Kinderärzte warnen vor zu spätem Fernsehen

Kleine Kinder sollten vor dem Schlafen nicht fernsehen. Wenn sie etwas Beunruhigendes sehen, falle es ihnen schwer einzuschlafen, erklärte der Bundesverband der Kinder- und Jugendärzte. Das könne selbst ein vermeintlich lustiger Clown sein - das außergewöhnliche Aussehen mache Kindern Angst. Studien hätten gezeigt, dass jede zusätzliche Stunde vor einem Bildschirm am späten Nachmittag zu einer deutlichen Zunahme von Schlafproblemen führe. Der Kinderärzteverband empfiehlt, die Fernsehzeit für Drei- bis Fünfjährige auf 30 Minuten am Tag zu beschränken, für Sechs- bis Neunjährige auf eine Stunde und für Kinder von zehn bis dreizehn Jahren auf 90 Minuten.

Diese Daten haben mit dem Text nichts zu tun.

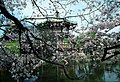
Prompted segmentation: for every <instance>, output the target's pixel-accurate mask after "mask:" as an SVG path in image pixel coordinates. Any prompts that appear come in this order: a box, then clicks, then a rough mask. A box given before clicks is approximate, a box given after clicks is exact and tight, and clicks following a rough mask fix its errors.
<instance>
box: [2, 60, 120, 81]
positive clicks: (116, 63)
mask: <svg viewBox="0 0 120 82" xmlns="http://www.w3.org/2000/svg"><path fill="white" fill-rule="evenodd" d="M67 70H68V73H69V75H70V76H76V77H83V79H82V80H69V79H67V77H66V76H65V75H64V72H63V70H62V68H60V67H57V66H54V65H49V64H47V65H44V66H42V67H41V68H40V77H39V78H38V80H37V82H120V63H119V62H115V63H109V64H108V63H94V62H91V63H74V64H73V65H69V66H68V69H67ZM8 80H9V82H15V81H14V80H13V79H12V78H11V75H10V73H8V72H7V71H5V72H0V82H8Z"/></svg>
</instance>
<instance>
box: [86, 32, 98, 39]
mask: <svg viewBox="0 0 120 82" xmlns="http://www.w3.org/2000/svg"><path fill="white" fill-rule="evenodd" d="M87 35H88V36H89V37H91V38H95V37H96V35H95V33H90V34H87Z"/></svg>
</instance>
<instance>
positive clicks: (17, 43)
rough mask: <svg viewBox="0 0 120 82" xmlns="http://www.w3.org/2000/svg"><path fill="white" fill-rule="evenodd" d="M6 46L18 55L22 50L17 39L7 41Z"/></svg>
mask: <svg viewBox="0 0 120 82" xmlns="http://www.w3.org/2000/svg"><path fill="white" fill-rule="evenodd" d="M5 47H6V48H8V49H9V50H10V51H12V52H13V53H14V54H15V55H16V56H19V54H20V50H19V48H18V47H19V42H18V41H17V40H13V41H11V42H6V43H5Z"/></svg>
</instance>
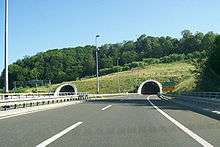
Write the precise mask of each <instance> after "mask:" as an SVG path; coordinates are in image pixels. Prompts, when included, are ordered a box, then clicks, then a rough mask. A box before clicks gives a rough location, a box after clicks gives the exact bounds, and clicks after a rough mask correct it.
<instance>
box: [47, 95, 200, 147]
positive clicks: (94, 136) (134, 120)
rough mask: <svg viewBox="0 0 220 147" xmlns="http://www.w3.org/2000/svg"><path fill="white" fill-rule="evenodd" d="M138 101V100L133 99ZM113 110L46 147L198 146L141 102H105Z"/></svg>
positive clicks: (84, 122)
mask: <svg viewBox="0 0 220 147" xmlns="http://www.w3.org/2000/svg"><path fill="white" fill-rule="evenodd" d="M136 98H137V97H136ZM94 103H95V104H97V103H106V104H109V103H110V104H112V107H111V108H109V109H107V110H106V111H103V112H102V113H99V115H97V116H96V117H95V118H91V119H90V120H87V121H85V122H84V123H83V124H82V125H81V126H80V127H78V128H76V129H75V130H73V131H71V132H69V133H67V134H66V135H64V136H62V137H61V138H59V139H58V140H56V141H55V142H53V143H52V144H50V145H49V146H51V147H52V146H55V147H59V146H74V147H78V146H79V147H81V146H82V147H84V146H89V147H103V146H107V147H125V146H126V147H135V146H137V147H142V146H169V147H172V146H178V147H180V146H182V147H186V146H200V144H198V143H197V142H196V141H194V140H193V139H192V138H190V137H189V136H188V135H186V134H185V133H184V132H182V131H181V130H179V129H178V128H177V127H176V126H175V125H173V124H172V123H170V122H169V121H168V120H167V119H166V118H164V117H162V116H161V115H160V114H159V113H158V112H157V111H156V110H155V109H153V108H152V107H151V106H150V104H149V103H148V102H147V101H146V99H143V97H141V98H139V99H138V100H133V99H126V100H123V101H120V100H115V99H114V100H104V102H103V101H100V102H94Z"/></svg>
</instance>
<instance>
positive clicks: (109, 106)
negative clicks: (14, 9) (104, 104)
mask: <svg viewBox="0 0 220 147" xmlns="http://www.w3.org/2000/svg"><path fill="white" fill-rule="evenodd" d="M111 106H112V105H108V106H106V107H104V108H102V111H104V110H106V109H108V108H110V107H111Z"/></svg>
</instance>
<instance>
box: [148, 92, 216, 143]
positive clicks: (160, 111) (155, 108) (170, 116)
mask: <svg viewBox="0 0 220 147" xmlns="http://www.w3.org/2000/svg"><path fill="white" fill-rule="evenodd" d="M149 98H150V96H148V97H147V100H148V101H149V103H150V104H151V105H152V106H153V107H154V108H155V109H156V110H157V111H158V112H160V113H161V114H162V115H163V116H165V117H166V118H167V119H168V120H170V121H171V122H172V123H173V124H175V125H176V126H177V127H179V128H180V129H181V130H182V131H183V132H185V133H186V134H188V135H189V136H190V137H192V138H193V139H194V140H196V141H197V142H198V143H200V144H201V145H202V146H204V147H213V145H212V144H210V143H208V142H207V141H205V140H204V139H203V138H202V137H200V136H198V135H197V134H195V133H194V132H192V131H191V130H189V129H188V128H186V127H185V126H183V125H182V124H181V123H180V122H178V121H177V120H175V119H174V118H172V117H171V116H169V115H168V114H167V113H165V112H163V111H162V110H161V109H160V108H158V107H157V106H156V105H154V103H153V102H151V100H150V99H149Z"/></svg>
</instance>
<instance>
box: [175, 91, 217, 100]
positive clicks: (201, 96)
mask: <svg viewBox="0 0 220 147" xmlns="http://www.w3.org/2000/svg"><path fill="white" fill-rule="evenodd" d="M179 95H184V96H193V97H203V98H210V99H220V92H192V93H180V94H179Z"/></svg>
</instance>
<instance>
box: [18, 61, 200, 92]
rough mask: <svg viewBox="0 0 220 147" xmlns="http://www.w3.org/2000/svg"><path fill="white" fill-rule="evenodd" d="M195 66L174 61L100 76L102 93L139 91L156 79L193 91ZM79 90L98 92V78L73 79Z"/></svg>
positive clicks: (179, 90)
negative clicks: (141, 88)
mask: <svg viewBox="0 0 220 147" xmlns="http://www.w3.org/2000/svg"><path fill="white" fill-rule="evenodd" d="M195 70H196V69H195V66H194V65H193V64H191V63H187V62H183V61H182V62H173V63H166V64H152V65H149V66H145V67H142V68H140V67H139V68H134V69H132V70H129V71H124V72H118V73H114V74H109V75H105V76H101V77H100V92H101V93H117V92H118V91H119V85H118V80H119V83H120V92H137V89H138V87H139V86H140V84H141V83H142V82H144V81H146V80H149V79H154V80H157V81H159V82H165V81H175V82H176V83H177V86H176V91H191V90H193V89H194V87H195V86H196V85H195V84H196V78H195V74H194V71H195ZM68 83H74V84H75V85H76V87H77V89H78V91H79V92H89V93H96V78H84V79H81V80H76V81H71V82H68ZM59 85H60V84H53V85H51V86H41V87H38V91H40V92H49V91H51V90H52V91H54V90H55V89H56V88H57V87H58V86H59ZM20 90H21V92H33V91H36V89H35V88H24V89H20Z"/></svg>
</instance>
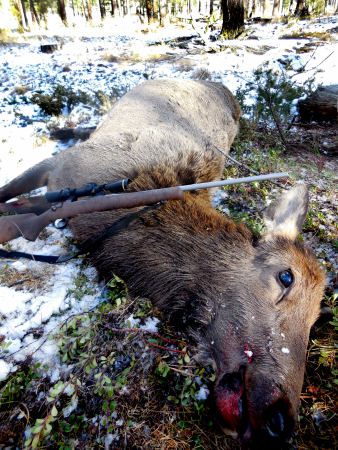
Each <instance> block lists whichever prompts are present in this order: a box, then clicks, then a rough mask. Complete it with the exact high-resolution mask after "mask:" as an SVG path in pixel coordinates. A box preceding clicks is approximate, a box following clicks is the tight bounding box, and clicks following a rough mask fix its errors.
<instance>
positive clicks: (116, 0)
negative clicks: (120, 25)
mask: <svg viewBox="0 0 338 450" xmlns="http://www.w3.org/2000/svg"><path fill="white" fill-rule="evenodd" d="M116 1H118V5H119V15H120V17H122V5H121V0H116Z"/></svg>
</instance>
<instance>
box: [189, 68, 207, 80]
mask: <svg viewBox="0 0 338 450" xmlns="http://www.w3.org/2000/svg"><path fill="white" fill-rule="evenodd" d="M191 78H192V79H193V80H202V81H203V80H209V81H212V75H211V73H210V72H209V70H208V69H206V68H205V67H201V68H200V69H196V70H195V72H194V73H193V74H192V75H191Z"/></svg>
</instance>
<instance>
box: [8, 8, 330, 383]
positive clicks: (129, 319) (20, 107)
mask: <svg viewBox="0 0 338 450" xmlns="http://www.w3.org/2000/svg"><path fill="white" fill-rule="evenodd" d="M337 19H338V16H337V15H332V16H330V17H328V18H325V20H322V19H320V20H317V21H316V20H315V21H311V22H309V21H298V22H295V23H294V25H292V26H291V27H289V28H288V29H287V30H286V29H285V27H283V25H282V24H268V25H264V26H261V25H255V26H254V32H253V34H254V36H255V37H256V38H257V40H244V41H226V42H224V44H225V45H227V46H228V48H227V49H226V50H225V51H224V52H220V53H205V54H195V55H192V54H187V53H186V51H185V50H180V49H172V48H171V47H169V46H166V45H165V44H163V45H162V46H157V47H147V46H145V43H150V42H154V41H155V40H158V39H161V40H163V41H164V40H165V39H166V38H169V37H171V38H173V37H177V36H183V35H191V34H192V33H193V32H192V30H191V29H189V28H187V29H185V30H183V29H175V28H174V27H171V28H170V29H169V30H166V29H159V30H157V33H156V34H154V33H152V32H150V33H149V35H146V36H143V35H142V34H141V33H139V34H137V35H136V34H135V32H134V31H133V30H134V28H135V24H134V23H132V22H128V21H127V20H126V21H124V22H123V25H122V26H121V25H120V27H118V26H116V24H115V22H114V23H113V22H112V27H111V28H110V29H109V35H107V32H106V30H103V29H101V28H100V27H87V28H86V29H85V30H83V29H81V27H77V28H76V29H72V28H71V27H70V28H69V29H65V28H63V30H64V31H63V33H64V35H63V36H62V39H63V41H64V44H63V48H62V49H61V48H60V49H59V50H58V51H56V52H55V53H54V54H52V55H49V54H44V53H41V51H40V45H41V43H51V42H52V41H54V40H55V39H54V35H55V31H53V30H52V29H50V30H46V31H43V35H44V37H41V36H38V37H37V34H38V33H37V32H36V31H32V32H31V33H26V34H25V35H24V36H22V42H24V43H25V45H23V46H17V45H6V46H1V47H0V136H1V140H0V157H1V158H0V186H2V185H4V184H6V183H8V182H9V181H10V180H12V179H13V178H15V177H16V176H18V175H20V174H21V173H22V172H23V171H24V170H27V169H29V168H30V167H32V166H33V165H35V164H37V163H38V162H40V161H42V160H43V159H45V158H48V157H51V156H52V155H53V154H56V153H59V152H61V151H63V150H65V149H66V148H68V147H69V146H71V145H74V144H75V145H76V142H74V141H73V140H70V141H68V142H56V141H52V140H49V130H48V128H47V124H46V123H45V121H49V122H51V121H52V122H54V123H57V122H58V123H59V125H60V126H61V127H63V126H64V124H65V122H66V121H67V120H68V121H69V120H72V121H74V122H79V123H78V126H84V127H90V126H95V125H96V124H97V123H98V122H99V121H100V120H101V118H102V117H101V116H100V115H97V111H96V109H97V108H95V107H93V106H88V105H82V104H79V105H77V106H75V108H74V109H73V110H72V111H71V114H70V116H67V114H68V113H69V111H63V115H62V116H61V117H59V118H51V117H45V116H44V115H43V114H42V112H41V110H40V109H39V107H38V106H37V105H35V104H32V103H30V99H31V98H32V95H33V94H34V93H36V92H37V91H38V90H40V91H41V92H43V93H45V94H50V93H51V92H52V91H53V89H54V88H55V86H56V85H57V84H62V85H63V86H64V87H66V88H70V87H71V88H72V89H73V90H75V91H77V90H79V89H81V90H82V91H83V92H85V93H87V94H89V95H90V96H91V97H92V98H93V97H94V93H95V92H97V91H98V90H102V91H103V92H105V93H110V92H111V90H112V89H113V88H114V89H121V87H123V89H124V90H128V89H130V88H132V87H133V86H135V85H137V84H139V83H141V82H143V81H144V80H145V77H144V76H143V74H144V73H145V72H147V73H148V75H151V78H187V79H189V78H191V76H192V74H193V72H194V70H195V69H198V68H201V67H204V68H206V69H207V70H208V71H209V72H210V74H211V75H212V79H213V80H214V81H219V82H222V83H224V84H225V85H226V86H227V87H228V88H229V89H230V90H231V91H232V92H233V93H235V92H236V90H237V89H238V88H240V87H243V86H244V84H245V80H252V75H253V74H252V71H253V70H255V69H256V68H257V67H259V66H260V65H261V64H262V63H264V62H265V61H268V62H269V64H270V67H272V68H274V69H275V70H284V66H283V65H282V64H281V63H280V62H279V61H278V60H279V59H282V60H286V59H287V60H288V61H289V64H290V65H291V67H292V68H293V70H291V71H289V73H290V75H294V78H293V79H294V80H296V81H297V83H299V84H300V85H301V84H303V83H304V82H305V81H306V80H307V79H308V78H309V77H314V83H313V89H315V88H316V87H317V86H318V85H319V84H320V83H323V84H333V83H336V80H337V69H338V67H337V64H338V58H337V57H336V56H337V50H338V43H335V42H329V43H327V44H325V45H323V46H321V47H320V49H319V50H318V51H316V52H315V53H313V52H309V53H301V54H297V52H296V49H298V48H299V47H301V46H303V45H304V43H306V42H308V41H306V40H302V41H301V42H300V40H298V39H295V40H292V39H280V37H281V36H282V35H283V34H291V33H292V32H297V30H300V29H301V28H303V30H305V29H306V31H309V32H312V31H319V32H321V31H325V30H329V29H330V28H333V27H335V26H337ZM137 20H138V19H137ZM8 23H9V22H8ZM70 23H71V21H70ZM67 33H68V34H67ZM70 33H72V34H71V35H70ZM195 34H196V33H195ZM34 36H35V37H34ZM20 39H21V38H20ZM24 39H27V40H24ZM41 39H42V40H41ZM207 44H208V45H210V46H213V45H215V43H213V42H208V43H207ZM263 45H266V46H268V47H269V49H268V51H267V52H266V53H265V54H263V55H257V54H254V53H251V52H250V51H248V49H249V50H252V49H253V48H256V49H257V48H260V47H262V46H263ZM231 46H233V47H236V48H237V50H236V51H235V52H233V51H231V50H230V47H231ZM151 52H153V53H154V54H155V53H157V54H159V53H161V54H163V55H166V54H167V53H175V54H177V55H181V57H182V58H184V61H185V62H187V61H190V62H191V64H192V70H191V71H186V72H185V71H180V70H178V66H177V63H175V62H173V61H168V60H164V61H161V62H158V63H156V64H154V65H153V67H151V68H149V64H148V63H147V62H146V60H145V59H144V58H145V56H146V55H148V54H151ZM332 52H333V54H332V55H331V53H332ZM105 53H108V54H109V53H111V54H113V55H115V56H117V57H120V56H121V55H124V56H125V59H126V60H128V58H129V57H131V56H132V55H136V54H138V55H139V57H140V58H139V60H140V61H139V62H136V63H135V64H133V65H128V64H127V63H124V62H112V63H110V62H108V61H106V60H104V59H102V57H103V56H104V54H105ZM330 55H331V56H330ZM142 58H143V59H142ZM147 64H148V66H147ZM66 65H68V66H69V67H70V69H71V70H70V71H69V72H64V71H63V68H64V67H65V66H66ZM305 65H306V72H303V73H297V72H296V70H297V69H299V68H301V67H304V66H305ZM317 67H318V68H319V69H320V71H319V72H317ZM23 85H25V86H28V87H29V88H30V89H31V90H28V91H27V92H26V93H25V94H24V95H16V94H12V93H13V91H14V89H15V87H17V86H23ZM122 91H123V90H121V94H122ZM248 101H251V102H252V101H253V99H251V100H250V99H249V100H248ZM296 103H297V101H295V102H294V105H296ZM22 116H24V117H28V118H30V119H34V120H38V122H34V123H33V124H31V123H28V122H26V121H25V120H24V119H23V118H22ZM89 181H90V180H89ZM44 192H45V188H41V189H38V190H36V191H35V192H34V195H40V194H43V193H44ZM224 198H226V193H225V192H223V191H221V190H218V191H217V193H216V196H215V199H214V203H215V206H216V205H217V204H218V203H220V202H221V201H222V200H223V199H224ZM47 230H48V234H49V236H48V237H47V238H46V240H41V239H37V240H36V241H35V242H27V241H26V240H25V239H24V238H19V239H16V240H14V241H11V242H10V246H11V249H13V250H20V251H25V252H29V253H38V254H44V255H47V254H53V255H62V254H66V253H67V252H66V251H65V249H64V246H63V244H64V242H65V238H66V237H67V236H70V233H69V231H67V230H64V231H61V230H56V229H54V228H52V227H48V229H47ZM1 248H3V246H1V245H0V249H1ZM73 250H76V249H75V248H74V249H73ZM5 265H8V267H10V268H11V269H14V270H15V271H16V272H17V274H18V275H20V276H21V277H28V276H31V277H32V278H34V277H37V276H40V275H41V274H42V275H44V277H45V279H43V283H42V284H43V286H44V287H43V288H40V289H36V290H33V289H32V290H28V288H24V287H23V286H22V285H20V284H19V285H17V286H13V287H4V286H0V334H2V335H5V336H6V342H8V341H11V342H12V345H11V346H10V347H8V349H7V350H8V351H9V353H8V354H7V355H2V356H1V358H2V360H1V361H0V377H3V378H1V379H4V377H5V376H6V374H7V373H8V372H9V371H10V370H13V368H14V367H15V366H14V364H15V362H18V361H23V360H24V359H25V358H26V356H27V355H33V358H34V361H36V362H37V361H40V362H42V363H45V364H48V365H49V366H50V370H49V372H48V373H49V375H50V376H51V377H52V380H53V381H57V380H58V379H59V377H60V372H61V370H62V366H61V365H60V362H59V359H58V357H56V354H57V346H56V345H55V343H54V342H53V341H52V340H48V339H47V334H48V333H51V332H53V331H54V330H55V329H56V328H57V327H58V326H59V324H60V323H62V321H64V320H65V319H66V318H67V317H68V316H69V315H70V314H76V313H81V312H83V311H84V309H91V308H94V307H95V306H96V305H98V304H99V302H100V301H101V293H102V289H103V285H100V284H98V281H97V273H96V270H95V269H93V268H87V269H86V270H85V271H84V273H85V275H86V276H87V278H88V279H89V281H88V287H90V289H91V290H92V291H93V292H94V294H93V295H84V296H83V297H82V298H81V299H80V300H78V299H77V298H75V296H74V295H73V294H71V291H73V290H75V288H76V286H75V283H74V281H75V279H76V277H77V276H78V275H79V273H80V270H83V269H82V267H81V260H79V259H76V260H75V261H70V262H68V263H66V264H62V265H59V266H53V267H52V266H48V265H47V264H43V263H38V262H35V261H26V260H22V261H15V262H13V261H2V260H0V269H3V268H4V267H5ZM19 278H20V277H19ZM127 320H129V321H130V324H131V327H133V326H136V325H139V324H140V319H135V318H134V317H133V315H131V316H130V317H129V318H128V319H127ZM157 324H158V319H156V318H149V319H147V321H146V323H145V324H144V325H142V326H141V328H142V329H147V330H150V331H154V332H156V331H157ZM37 331H39V333H38V334H36V332H37ZM282 337H283V336H282ZM283 339H284V337H283ZM282 352H283V353H289V350H288V349H287V348H282ZM248 353H249V352H248ZM248 356H249V355H248ZM201 390H202V388H201Z"/></svg>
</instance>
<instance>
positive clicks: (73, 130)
mask: <svg viewBox="0 0 338 450" xmlns="http://www.w3.org/2000/svg"><path fill="white" fill-rule="evenodd" d="M95 130H96V127H90V128H81V127H79V128H64V129H60V130H55V131H51V132H50V138H51V139H56V140H68V139H81V140H82V141H85V140H87V139H88V138H89V136H90V135H91V134H92V133H93V132H94V131H95Z"/></svg>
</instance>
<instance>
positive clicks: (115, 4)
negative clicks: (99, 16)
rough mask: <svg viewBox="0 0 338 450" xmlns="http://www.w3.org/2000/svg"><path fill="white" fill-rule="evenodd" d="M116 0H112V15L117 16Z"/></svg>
mask: <svg viewBox="0 0 338 450" xmlns="http://www.w3.org/2000/svg"><path fill="white" fill-rule="evenodd" d="M116 8H117V6H116V0H111V15H112V16H115V11H116Z"/></svg>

Generell solle es für alle Altersgruppen auch fernsehfreie Tage geben.

Gesundheit

Heuschnupfen: konsequente Behandlung von Kindern nötig

Fast jedes zehnte Kind reagiert allergisch auf Pollen: Die Augen tränen, die Nase läuft, der Rachen ist verschleimt. Wird nichts dagegen unternommen, droht eine Verschlimmerung: Die Beschwerden greifen auf die Lunge über, ein allergisches Asthma ist die Folge. "Heuschnupfen wächst sich in der Regel nicht aus", sagt Albrecht Bufe, Allergologe und Kinderarzt an der Ruhr-Universität Bochum, in "Baby und Familie". Deshalb sollte ein Heuschnupfen-Kind zum Allergologen zur Untersuchung und Behandlung. Ein einfacher Hauttest gibt Aufschluss, welche Pollen ursächlich sind. Akut helfen Medikamente, langfristig die "Hyposensiblisierung".